Intervista

«Cin-Ci-Là» al Regio, Corrado Abbati: «L'operetta conquista i giovani»

Giulio A. Bocchi

Rimbalzando da Merano a Reggio Calabria con tantissime date intermedie (ma seguendo la programmazione dei teatri più che un ordinato percorso geografico), la 39ª stagione della Compagnia Corrado Abbati farà tappa anche al Teatro Regio di Parma.

Domenica 7 dicembre, alle 17, andrà in scena l’operetta di Carlo Lombardo e Virgilio Ranzato «Cin-Ci-La» che quest’anno festeggia i suoi cento anni dalla prima esecuzione. Insieme ad Abbati che ha curato anche la regia e l’adattamento, si esibiranno Antonella Degasperi (Cin-Ci-La), Fabrizio Macciantelli (Fon-Ki), Sara Intagliata (Myosotis) e Kang Hyunwook (Ciclamino) in un allestimento del Teatro Verdi di Trieste. Sono ancora disponibili alcuni posti (info alla biglietteria del Teatro Regio).

Corrado Abbati, come sta procedendo la tournée?

«Questo è l’anno di “Cin-Ci-La”, l’anno del suo centenario, e quindi la fa da padrone. Ogni tanto facciamo anche “Vedova Allegra” perché è un po’ come “Aida” all’Arena di Verona: non passa mai di moda. Porteremo a Parma “Cin-Ci-La” nell’edizione migliore possibile grazie a un lunghissimo intervento fatto per anni presso il Ministero: ora i teatri lirici di tradizione possono inserire nella loro stagione lirica anche titoli di operetta. Questo comporta che potremo presentarci al Regio con un’orchestra di quarantacinque elementi (l’Orchestra Regionale Filarmonia Veneta, diretta da Alberto Orlandi che è anche il maestro concertatore), un coro (il Rapsody Choir preparato da Gregorio Pedrini) e il Balletto di Parma (con le coreografie di Francesco Frola). Ci saranno, insomma, tutti gli elementi per dare all’operetta la dignità che merita e che avrebbe meritato già da un po’ di tempo: all’estero si vedono cose fatte veramente bene, ma realizzate con la spesa che si affronta per l’allestimento di un’opera lirica».

Quali sono le caratteristiche di questa operetta?

«Questa regia mi ha impegnato: questo titolo è apparentemente molto semplice perché ha un testo fluido, è divertente ed è molto coinvolgente già da subito, ma proprio per questo bisogna stare molto attenti a mantenere l’equilibrio tra il divertimento e la parte lirica.

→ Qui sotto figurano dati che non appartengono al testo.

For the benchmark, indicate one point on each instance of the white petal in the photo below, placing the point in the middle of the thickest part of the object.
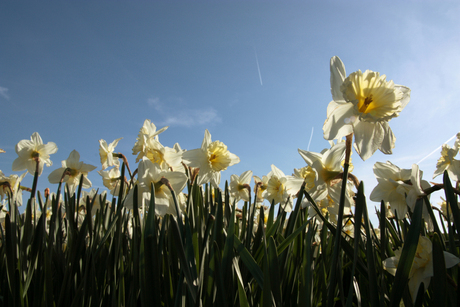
(338, 74)
(450, 260)
(389, 140)
(246, 177)
(406, 94)
(338, 123)
(333, 157)
(309, 156)
(368, 138)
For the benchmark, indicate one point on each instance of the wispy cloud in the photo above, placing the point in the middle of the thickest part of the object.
(185, 117)
(4, 92)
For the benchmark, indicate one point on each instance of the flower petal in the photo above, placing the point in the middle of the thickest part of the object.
(368, 138)
(338, 74)
(338, 122)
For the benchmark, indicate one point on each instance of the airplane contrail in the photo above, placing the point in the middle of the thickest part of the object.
(258, 68)
(311, 136)
(437, 149)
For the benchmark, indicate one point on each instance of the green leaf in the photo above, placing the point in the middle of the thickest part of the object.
(249, 262)
(407, 255)
(439, 280)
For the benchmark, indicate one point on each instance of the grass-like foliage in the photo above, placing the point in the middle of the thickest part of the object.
(217, 254)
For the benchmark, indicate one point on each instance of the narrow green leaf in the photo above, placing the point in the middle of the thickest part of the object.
(249, 262)
(439, 281)
(407, 255)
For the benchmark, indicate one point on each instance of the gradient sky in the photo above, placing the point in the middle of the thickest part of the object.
(254, 73)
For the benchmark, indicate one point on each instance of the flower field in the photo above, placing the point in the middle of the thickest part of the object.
(168, 232)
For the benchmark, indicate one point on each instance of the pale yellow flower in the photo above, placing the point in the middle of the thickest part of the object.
(399, 187)
(260, 185)
(151, 173)
(211, 159)
(10, 187)
(111, 180)
(324, 173)
(147, 132)
(422, 266)
(29, 151)
(239, 186)
(106, 153)
(447, 161)
(75, 169)
(363, 104)
(282, 189)
(167, 158)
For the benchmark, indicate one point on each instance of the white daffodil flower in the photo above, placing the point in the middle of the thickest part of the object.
(422, 267)
(29, 151)
(211, 159)
(106, 153)
(10, 187)
(97, 202)
(75, 168)
(447, 161)
(148, 131)
(151, 173)
(323, 173)
(260, 185)
(111, 180)
(394, 184)
(282, 189)
(167, 158)
(363, 104)
(239, 186)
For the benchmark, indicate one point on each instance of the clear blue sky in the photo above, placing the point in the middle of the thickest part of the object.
(80, 71)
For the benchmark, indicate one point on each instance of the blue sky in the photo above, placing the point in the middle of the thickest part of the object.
(254, 73)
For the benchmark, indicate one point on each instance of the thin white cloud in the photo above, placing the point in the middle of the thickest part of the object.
(4, 92)
(185, 117)
(155, 103)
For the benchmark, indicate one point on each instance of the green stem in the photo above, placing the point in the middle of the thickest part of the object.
(338, 233)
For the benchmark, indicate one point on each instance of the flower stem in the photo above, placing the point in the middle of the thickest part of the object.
(34, 185)
(338, 233)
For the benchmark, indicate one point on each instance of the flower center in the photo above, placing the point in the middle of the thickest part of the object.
(156, 156)
(367, 102)
(218, 156)
(309, 175)
(374, 97)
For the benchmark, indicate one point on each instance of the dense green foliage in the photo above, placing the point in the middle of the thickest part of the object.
(216, 255)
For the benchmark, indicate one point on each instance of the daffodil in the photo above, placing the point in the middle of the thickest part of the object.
(96, 204)
(30, 152)
(111, 180)
(323, 172)
(73, 169)
(363, 104)
(395, 184)
(106, 153)
(167, 158)
(10, 188)
(447, 161)
(211, 159)
(239, 186)
(422, 266)
(260, 185)
(281, 188)
(151, 173)
(147, 132)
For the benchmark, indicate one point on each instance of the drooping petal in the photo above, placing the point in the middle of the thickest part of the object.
(368, 138)
(338, 74)
(389, 139)
(56, 175)
(338, 123)
(309, 156)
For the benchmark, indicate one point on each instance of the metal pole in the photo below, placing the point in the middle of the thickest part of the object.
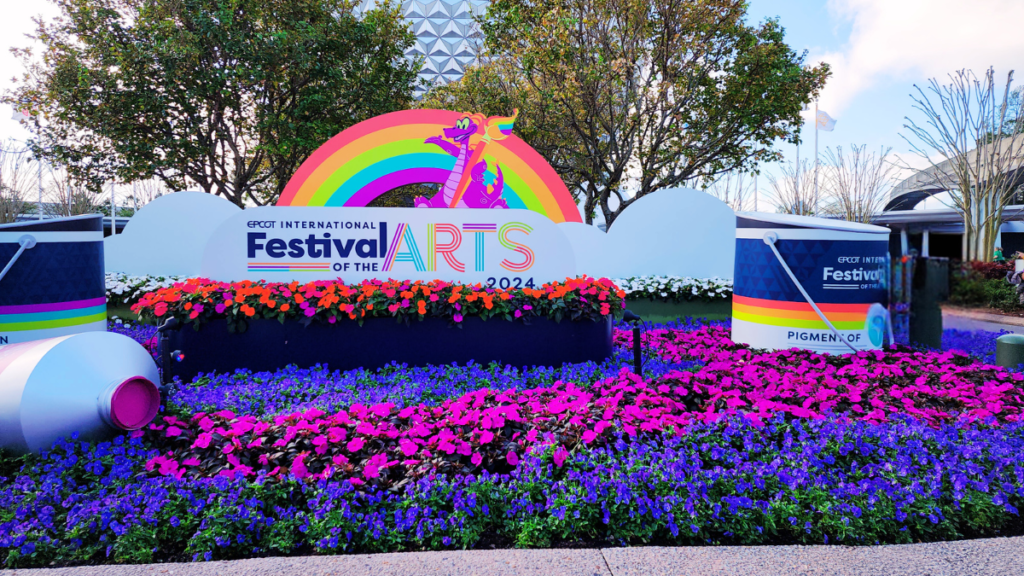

Ranzato era un bravo musicista, con influenze pucciniane non indifferenti: ci sono alcune frasi del soprano e del tenore che rimandano a bei temi del verismo».

Quali sono le difficoltà di questo titolo al quale il pubblico è tanto affezionato?

«Quella di renderla elegante senza cadere nella macchietta: in Italia, il Paese del melodramma, tutti i cantanti volevano fare solo lirica e gli autori delle operette hanno capito che era più facile trovare qualcuno che facesse ridere piuttosto che qualcuno che cantasse. Così hanno spinto un po’ più l’acceleratore sul divertimento. Questa tendenza è cresciuta sempre di più, ma grazie a questo intervento ci si può permettere di ristabilire un equilibrio tra testo e musica, sfrondando anche un po’ della polvere che si era accumulata».

Come vi rapportate con il nuovo pubblico, nel tentativo di conquistarlo?

«L’operetta ha l’ambiguità di poter essere inserita nella stagione lirica o in quella di prosa: a noi capitano entrambe. Nelle stagioni di prosa si incontrano spettatori più giovani che non hanno mai visto un’operetta, ma dopo averla vista difficilmente se ne dimenticano perché è un genere che non si aspettano e quando escono da teatro sono soddisfatti. In ogni caso cerco sempre di coinvolgerli, facendoli sentire quasi protagonisti dello spettacolo».